Amélie Roberto-Charron has returned back home to Canada after a life-changing experience as Canada’s 29th New Noah. What has Amélie been up to?
Since returning to Canada, Amélie has moved to Yellowknife to pursue an opportunity as a Landbird Biologist with the Canadian Widlife Service of Environment and Climate Change Canada.
She has spent most of her time surveying boreal birds in the Northwest Territories as part of a national boreal monitoring initiative. She has been travelling to remote areas in the territory to determine the abundance and range of various species. (Which means travelling by helicopter!)

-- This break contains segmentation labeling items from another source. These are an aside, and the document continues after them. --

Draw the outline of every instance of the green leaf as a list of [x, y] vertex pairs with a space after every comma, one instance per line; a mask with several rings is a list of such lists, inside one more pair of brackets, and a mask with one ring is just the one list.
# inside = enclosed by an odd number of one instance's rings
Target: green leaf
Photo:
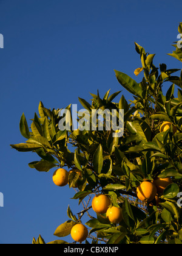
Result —
[[36, 143], [42, 146], [51, 148], [51, 146], [47, 138], [42, 136], [32, 136], [26, 142], [27, 143]]
[[119, 233], [116, 233], [113, 235], [107, 241], [107, 244], [118, 244], [125, 237], [125, 236], [127, 234], [127, 232], [120, 232]]
[[81, 104], [81, 105], [87, 110], [89, 111], [90, 113], [92, 112], [92, 106], [91, 105], [88, 103], [85, 99], [81, 99], [81, 98], [78, 98], [79, 101]]
[[55, 240], [55, 241], [52, 241], [52, 242], [47, 243], [47, 244], [69, 244], [69, 243], [64, 240]]
[[76, 194], [75, 194], [73, 197], [72, 199], [84, 199], [84, 197], [86, 197], [87, 196], [88, 196], [90, 194], [92, 194], [92, 191], [79, 191], [79, 192], [78, 192]]
[[112, 95], [110, 95], [110, 96], [108, 99], [108, 102], [111, 102], [112, 101], [113, 101], [114, 98], [116, 98], [121, 92], [121, 91], [117, 91], [116, 93], [115, 93], [112, 94]]
[[46, 138], [49, 141], [52, 141], [52, 138], [51, 138], [50, 132], [49, 132], [49, 122], [48, 122], [48, 119], [47, 116], [45, 117], [45, 119], [44, 119], [44, 122], [43, 124], [43, 135], [44, 135], [44, 137]]
[[75, 155], [74, 155], [74, 163], [75, 163], [75, 165], [76, 166], [76, 168], [82, 171], [82, 168], [79, 162], [79, 160], [78, 158], [78, 152], [77, 150], [75, 151]]
[[166, 238], [166, 236], [167, 234], [167, 231], [164, 230], [163, 231], [157, 238], [157, 240], [155, 242], [155, 244], [158, 244], [161, 243], [161, 241], [164, 241]]
[[136, 229], [135, 233], [137, 235], [142, 235], [149, 233], [149, 231], [146, 229], [138, 228]]
[[177, 205], [169, 201], [166, 201], [164, 203], [159, 203], [159, 204], [169, 212], [172, 215], [175, 215], [176, 218], [178, 220], [179, 213]]
[[78, 219], [76, 219], [76, 217], [75, 215], [74, 215], [70, 209], [70, 205], [69, 205], [67, 210], [67, 216], [70, 219], [72, 219], [73, 221], [77, 221]]
[[71, 230], [75, 225], [77, 224], [76, 222], [73, 221], [68, 221], [59, 226], [54, 233], [54, 235], [58, 237], [64, 237], [70, 235]]
[[105, 94], [103, 99], [107, 100], [108, 99], [109, 93], [110, 93], [110, 89], [109, 90], [109, 91], [107, 91], [107, 93]]
[[166, 155], [162, 153], [159, 153], [159, 152], [153, 154], [152, 155], [151, 155], [150, 158], [152, 157], [161, 157], [164, 159], [167, 159], [167, 157], [166, 157]]
[[153, 163], [150, 157], [150, 152], [147, 152], [141, 165], [141, 171], [145, 177], [147, 177], [147, 174], [150, 174], [152, 170]]
[[38, 149], [35, 151], [35, 152], [36, 152], [36, 154], [40, 157], [41, 157], [41, 158], [48, 161], [48, 162], [52, 162], [54, 163], [59, 163], [58, 162], [57, 160], [56, 160], [55, 158], [53, 158], [53, 157], [52, 157], [51, 155], [50, 154], [49, 154], [47, 151], [47, 149], [46, 150], [44, 149], [43, 148], [41, 148], [39, 149]]
[[41, 101], [40, 101], [38, 109], [39, 109], [39, 113], [41, 118], [45, 118], [43, 108], [44, 108], [43, 103]]
[[103, 148], [101, 144], [98, 146], [93, 157], [94, 171], [98, 174], [101, 174], [103, 166]]
[[97, 219], [90, 219], [90, 221], [87, 222], [87, 223], [86, 223], [86, 225], [90, 227], [92, 227], [92, 228], [96, 227], [96, 228], [99, 228], [99, 229], [101, 228], [104, 229], [104, 228], [111, 226], [110, 224], [101, 223]]
[[155, 243], [155, 239], [153, 236], [146, 235], [141, 238], [140, 243], [142, 244], [153, 244]]
[[124, 113], [127, 112], [129, 109], [129, 105], [124, 95], [122, 95], [122, 97], [120, 99], [120, 101], [119, 102], [119, 108], [124, 109]]
[[170, 99], [174, 98], [174, 90], [175, 90], [175, 85], [173, 84], [167, 91], [166, 98], [166, 101], [169, 101]]
[[178, 89], [178, 96], [180, 102], [182, 102], [182, 90], [180, 89]]
[[33, 162], [29, 164], [31, 168], [35, 168], [37, 171], [41, 172], [48, 172], [50, 169], [56, 166], [52, 162], [47, 162], [44, 160], [41, 160], [39, 162]]
[[42, 146], [36, 143], [19, 143], [15, 144], [14, 145], [10, 144], [10, 146], [15, 149], [16, 149], [19, 152], [30, 152], [33, 151], [37, 149], [42, 148]]
[[153, 120], [160, 120], [160, 121], [164, 121], [167, 122], [172, 123], [171, 119], [169, 118], [169, 117], [167, 115], [163, 115], [163, 114], [155, 114], [152, 115], [150, 116], [150, 118]]
[[34, 121], [32, 122], [31, 124], [31, 129], [32, 129], [32, 131], [34, 136], [42, 136], [42, 132], [41, 127], [38, 124], [38, 123], [35, 122]]
[[104, 190], [126, 190], [126, 186], [122, 184], [108, 184], [104, 188]]
[[42, 238], [42, 236], [41, 236], [41, 235], [39, 235], [39, 236], [38, 237], [38, 240], [39, 240], [39, 244], [46, 244], [45, 241]]
[[171, 199], [177, 196], [180, 192], [180, 188], [177, 184], [173, 183], [169, 185], [167, 188], [165, 188], [163, 192], [163, 197]]
[[21, 116], [21, 118], [20, 119], [19, 129], [20, 129], [20, 132], [21, 135], [27, 139], [30, 138], [29, 129], [27, 122], [27, 120], [26, 120], [26, 118], [24, 113]]
[[56, 134], [54, 136], [53, 138], [53, 143], [55, 143], [56, 142], [59, 141], [60, 140], [64, 140], [67, 135], [67, 130], [59, 130], [56, 133]]
[[69, 176], [69, 187], [72, 188], [76, 187], [76, 183], [79, 178], [79, 176], [76, 171], [70, 173]]
[[116, 78], [119, 83], [126, 89], [128, 91], [132, 93], [133, 94], [140, 97], [141, 99], [143, 98], [142, 93], [143, 90], [140, 87], [138, 84], [136, 83], [135, 80], [130, 77], [127, 74], [115, 70], [116, 73]]
[[167, 177], [182, 177], [182, 174], [179, 172], [177, 170], [173, 169], [168, 169], [167, 170], [163, 171], [158, 176], [159, 178], [167, 178]]
[[126, 197], [124, 198], [124, 202], [123, 204], [124, 204], [124, 206], [125, 206], [124, 208], [127, 213], [130, 217], [130, 218], [132, 219], [135, 222], [135, 219], [133, 216], [132, 208]]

She has also been involved in collaborative projects, such as tracking blackpoll warbler migration and building the common nighthawks genoscape. Blackpoll Warblers have one of the longest songbird migrations, travelling up to 20,000 km each year, and crossing the Atlantic during their fall migration. Amélie has been involved in catching blackpoll warblers and deploying light-level geolocators as little backpacks on them. These units record ambient light and Greenwich mean time, from which a daily location can be calculated. This project is aimed to track the annual movements of individual Blackpolls from the northern limit of their breeding range. Amélie has also been involved in catching Common Nighthawks for another collaborative project to assess the genetics of individuals in the territory.